RDFIA – Pattern Recognition for Image Analysis and Interpretation

Objective: This course introduces key concepts and methods for the automatic analysis and interpretation of visual content in images. We propose modern machine learning approaches to explore fundamental and advanced methods for computer vision. A particular emphasis is placed on deep learning architectures and their training, which play a central role in today’s computer vision. The course addresses a broad spectrum of vision tasks, including image classification, segmentation, vision-language models, and generative modeling. Recent advances such as convolutional neural networks at scale, Vision Transformers, self-supervised learning, and diffusion models are covered in detail. Issues of model robustness, explainability, transfer learning, and domain adaptation are also discussed.

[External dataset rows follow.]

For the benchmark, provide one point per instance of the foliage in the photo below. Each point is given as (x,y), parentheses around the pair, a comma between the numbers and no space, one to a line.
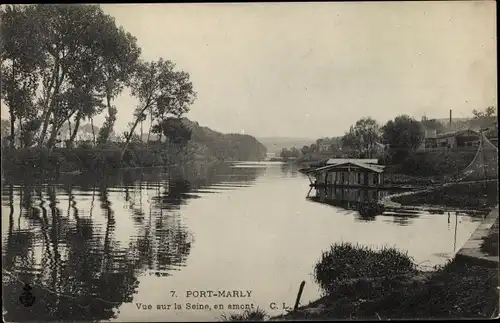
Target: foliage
(291,153)
(256,315)
(403,135)
(161,91)
(463,196)
(174,130)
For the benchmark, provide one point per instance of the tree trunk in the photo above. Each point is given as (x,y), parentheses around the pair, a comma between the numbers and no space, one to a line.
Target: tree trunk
(46,118)
(107,128)
(127,142)
(52,138)
(93,132)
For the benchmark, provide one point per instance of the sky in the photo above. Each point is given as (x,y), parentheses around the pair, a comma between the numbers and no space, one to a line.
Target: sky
(313,69)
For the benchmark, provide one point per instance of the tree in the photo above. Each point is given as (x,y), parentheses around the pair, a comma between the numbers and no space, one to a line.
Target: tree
(484,119)
(350,143)
(22,57)
(117,70)
(63,60)
(161,91)
(367,133)
(433,125)
(403,135)
(174,130)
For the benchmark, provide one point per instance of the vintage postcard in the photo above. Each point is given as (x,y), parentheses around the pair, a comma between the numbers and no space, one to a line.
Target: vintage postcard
(249,161)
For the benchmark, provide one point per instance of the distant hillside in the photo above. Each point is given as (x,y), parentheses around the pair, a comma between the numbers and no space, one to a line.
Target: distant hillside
(276,144)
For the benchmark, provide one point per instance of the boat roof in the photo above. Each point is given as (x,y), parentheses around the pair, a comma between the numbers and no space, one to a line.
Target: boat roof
(333,161)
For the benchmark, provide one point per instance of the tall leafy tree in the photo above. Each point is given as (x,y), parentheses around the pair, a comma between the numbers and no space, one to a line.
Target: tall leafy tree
(74,55)
(22,57)
(367,133)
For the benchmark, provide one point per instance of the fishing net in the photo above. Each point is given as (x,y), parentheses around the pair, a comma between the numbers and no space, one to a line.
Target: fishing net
(484,166)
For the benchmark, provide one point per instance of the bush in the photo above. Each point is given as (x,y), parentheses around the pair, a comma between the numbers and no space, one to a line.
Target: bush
(466,195)
(348,262)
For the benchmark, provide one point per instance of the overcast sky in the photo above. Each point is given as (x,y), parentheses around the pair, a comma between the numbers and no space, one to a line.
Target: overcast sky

Theoretical lectures are complemented by hands-on programming sessions in Python, where students implement and experiment with the models studied. All about practicals: Here


Course 1 (Sept. 24, 2025)

Introduction to Computer Vision and ML basics slides1
Visual (local) feature detection and description
Bag of Word Image representation
Linear classification (SVM)

Course 2
Introduction to Neural Networks (NNs), training and Statistical decision theory slides2


Course 3

Datasets, benchmarks and evaluation slides3_DATA
Neural Nets for Image Classification slides3


Course 4
End of course 3 on convolutional architectures and first large ConvNet: AlexNet
Weight initialization: Xavier formula
Complements for normalization: BatchNorm, LayerNorm, InstanceNorm


Course 5

Large Neural Nets for Image Classification slides5_LargeConvNet

Vision Transformers slides_vit1


Course 6
Details of Vision Transformers architecture: Embedding matrix, positional encoding, attention module, FFN module, Norms, classToken, …

Transfer learning slides6_Transfer

Vision-Language models (part I): CLIP models slides6_VLM_CLIP


Course 7
Vision-Language models (part II): MLLMs
Explaining&Monitoring MLLMs


Course 8
Segmentation
Domain adaptation


Course 9
Self-Supervised Learning in Vision


Course 10
Generative models with GANs


Course 11 (Jan. 07)
Control 2pm-3:45pm + practicals 4pm-6pm

Conditional GANs and Teaser Diffusion models


Course 12 Diffusion models for Image Generation (Alasdair)
Course 13 Bayesian deep learning (Clement)
Course 14 Failure and ood detection (Clement)


Prerequisites: Basic knowledge of digital image representation, statistical data processing, and scientific computing in Python.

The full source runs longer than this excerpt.